Which film has inspired you?
Days of Heaven, Terrence Malick’s second film. Malick’s an incredibly philosophical filmmaker. Arguably Tree Of Life is the most extensive presentation of his metaphysics and Thin Red Line is the most effectively articulated, but Days of Heaven is just the most beautiful, wordless painting of what he believes about God and the world. It’s ceaselessly beautiful.

You have a flair for writing similes. Do you collect them?
Not really. I collect a few when I see a particularly weird face or sunset or whatever, and I’ll occasionally put them in a notebook, but more often I have to come up with them while I’m writing. The simile has to match the tone of its surroundings and has to be like a little joke. Writing a simile that isn’t funny on some level is quite hard. A better writer wouldn’t use as many similes as I do – if possible you want to subsume your similes in metaphor. The major 20th Century stylists like Nabokov and Updike don’t use “as” or “like” as much as I do. They have a much more fluid way of bringing in comparisons, but I also like the Proustian approach of making a simile 500 per cent as long as the thing it’s describing. It’s kind of disingenuous – you as the narrative voice put in a simile under thepretext that you’re helping the reader to understand better what something looks like or feels like. In fact, it’s just an excuse to put in a little espresso shot of what you hope is lyrical beauty. It’s like putting a little flower arrangement in the sentence.

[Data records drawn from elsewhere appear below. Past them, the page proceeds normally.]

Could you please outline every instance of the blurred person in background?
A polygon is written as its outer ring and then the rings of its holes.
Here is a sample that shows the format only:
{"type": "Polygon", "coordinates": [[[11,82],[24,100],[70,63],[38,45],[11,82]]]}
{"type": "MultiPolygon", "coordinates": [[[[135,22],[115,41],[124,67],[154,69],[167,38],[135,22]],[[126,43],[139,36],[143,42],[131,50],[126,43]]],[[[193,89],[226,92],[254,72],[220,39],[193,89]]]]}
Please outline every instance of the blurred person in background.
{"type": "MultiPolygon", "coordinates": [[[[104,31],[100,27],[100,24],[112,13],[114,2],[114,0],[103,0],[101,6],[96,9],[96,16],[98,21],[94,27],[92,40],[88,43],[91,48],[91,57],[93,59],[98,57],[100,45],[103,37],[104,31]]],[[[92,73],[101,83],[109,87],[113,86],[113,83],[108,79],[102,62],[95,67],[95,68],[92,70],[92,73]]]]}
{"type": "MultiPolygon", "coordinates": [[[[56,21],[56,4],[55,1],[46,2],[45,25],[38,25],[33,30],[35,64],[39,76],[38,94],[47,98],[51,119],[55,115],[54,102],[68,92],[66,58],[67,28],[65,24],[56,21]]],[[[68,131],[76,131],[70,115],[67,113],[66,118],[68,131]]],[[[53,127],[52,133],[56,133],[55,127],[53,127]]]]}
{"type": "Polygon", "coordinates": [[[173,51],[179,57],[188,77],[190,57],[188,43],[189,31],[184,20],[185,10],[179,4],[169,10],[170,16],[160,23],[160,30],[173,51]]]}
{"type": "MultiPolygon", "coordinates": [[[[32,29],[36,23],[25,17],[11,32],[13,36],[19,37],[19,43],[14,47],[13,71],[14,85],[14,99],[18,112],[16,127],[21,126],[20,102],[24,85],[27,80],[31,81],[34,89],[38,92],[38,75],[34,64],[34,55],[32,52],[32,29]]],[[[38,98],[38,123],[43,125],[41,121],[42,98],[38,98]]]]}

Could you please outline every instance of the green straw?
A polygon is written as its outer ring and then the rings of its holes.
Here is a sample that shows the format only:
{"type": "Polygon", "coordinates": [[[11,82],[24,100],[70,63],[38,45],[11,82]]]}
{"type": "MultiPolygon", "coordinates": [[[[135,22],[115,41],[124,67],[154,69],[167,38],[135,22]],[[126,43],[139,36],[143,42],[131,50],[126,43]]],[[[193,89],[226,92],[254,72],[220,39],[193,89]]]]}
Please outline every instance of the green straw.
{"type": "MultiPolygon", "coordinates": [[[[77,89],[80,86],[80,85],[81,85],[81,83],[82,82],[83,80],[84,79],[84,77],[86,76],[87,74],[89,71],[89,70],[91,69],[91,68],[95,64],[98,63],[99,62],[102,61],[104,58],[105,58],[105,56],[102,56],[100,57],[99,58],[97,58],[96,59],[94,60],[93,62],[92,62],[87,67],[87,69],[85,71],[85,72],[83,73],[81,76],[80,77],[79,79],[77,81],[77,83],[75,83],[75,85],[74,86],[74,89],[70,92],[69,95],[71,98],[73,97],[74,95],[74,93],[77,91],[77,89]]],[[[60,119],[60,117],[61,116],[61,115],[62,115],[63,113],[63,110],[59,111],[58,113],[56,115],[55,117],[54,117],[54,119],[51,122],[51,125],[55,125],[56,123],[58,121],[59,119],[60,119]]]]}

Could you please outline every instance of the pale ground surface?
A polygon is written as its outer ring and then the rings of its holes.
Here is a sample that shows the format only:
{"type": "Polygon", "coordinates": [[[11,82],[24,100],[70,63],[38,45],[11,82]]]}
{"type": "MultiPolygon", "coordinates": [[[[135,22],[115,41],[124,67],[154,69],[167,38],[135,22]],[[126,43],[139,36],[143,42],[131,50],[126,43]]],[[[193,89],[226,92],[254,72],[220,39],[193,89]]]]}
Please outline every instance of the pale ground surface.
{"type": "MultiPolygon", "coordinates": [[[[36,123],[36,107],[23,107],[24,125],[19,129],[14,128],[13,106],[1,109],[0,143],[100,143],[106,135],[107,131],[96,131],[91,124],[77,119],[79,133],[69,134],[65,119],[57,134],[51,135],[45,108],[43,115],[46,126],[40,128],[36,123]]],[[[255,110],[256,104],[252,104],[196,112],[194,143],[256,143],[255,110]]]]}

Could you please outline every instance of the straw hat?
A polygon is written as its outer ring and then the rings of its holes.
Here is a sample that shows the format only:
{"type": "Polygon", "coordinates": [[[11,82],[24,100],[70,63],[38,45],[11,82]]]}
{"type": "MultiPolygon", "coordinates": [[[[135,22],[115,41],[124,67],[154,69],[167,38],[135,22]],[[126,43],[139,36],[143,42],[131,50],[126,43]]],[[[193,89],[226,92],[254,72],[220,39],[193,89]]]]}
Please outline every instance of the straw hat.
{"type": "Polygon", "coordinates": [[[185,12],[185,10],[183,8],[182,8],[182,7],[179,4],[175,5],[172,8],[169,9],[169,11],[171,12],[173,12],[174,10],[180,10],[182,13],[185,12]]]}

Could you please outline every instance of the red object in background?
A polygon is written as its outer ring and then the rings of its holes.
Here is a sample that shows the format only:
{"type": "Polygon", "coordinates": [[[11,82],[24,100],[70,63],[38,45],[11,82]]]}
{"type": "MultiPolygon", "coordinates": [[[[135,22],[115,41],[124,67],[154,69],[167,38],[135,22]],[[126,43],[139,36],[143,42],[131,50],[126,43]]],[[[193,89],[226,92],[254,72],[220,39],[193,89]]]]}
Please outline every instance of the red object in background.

Can you recommend a good book?
I just read this great novel called Wittgenstein’s Mistress by David Markson. It’s from the late Eighties. It’s about the last surviving woman on earth. David Foster Wallace said that it was the high-water mark for experimental fiction in the US. It’s really funny, as well as being bleak and deep. It’s quite Beckett-y.

What’s the best advice you’ve everreceived?
Somebody told me to start wearing earplugs and it completely changed my life. On planes, in the library, trying to get to sleep, on trains, when your flatmate’s playing the guitar, all the time. There’s never a bad time to put earplugs in. They’re the kind of thing you can reject as a bit lame, but somebody told me to do start wearing earplugs and it turned out to be great advice.

Are you good at holding court in the pub?
No, I’m not. I’m reasonably good at talking onstage, but actually holding court in a pub is all to do with power dynamics which I don’t think has anything to do with fiction. The most fun I’ve had in the pub with my books is people trying to read out the sex scenes from beginning to end without giggling or having to stop. I’d have no problem with doing it but some people find it surprisingly hard. The gay sex in Boxer, Beetle really makes people blush.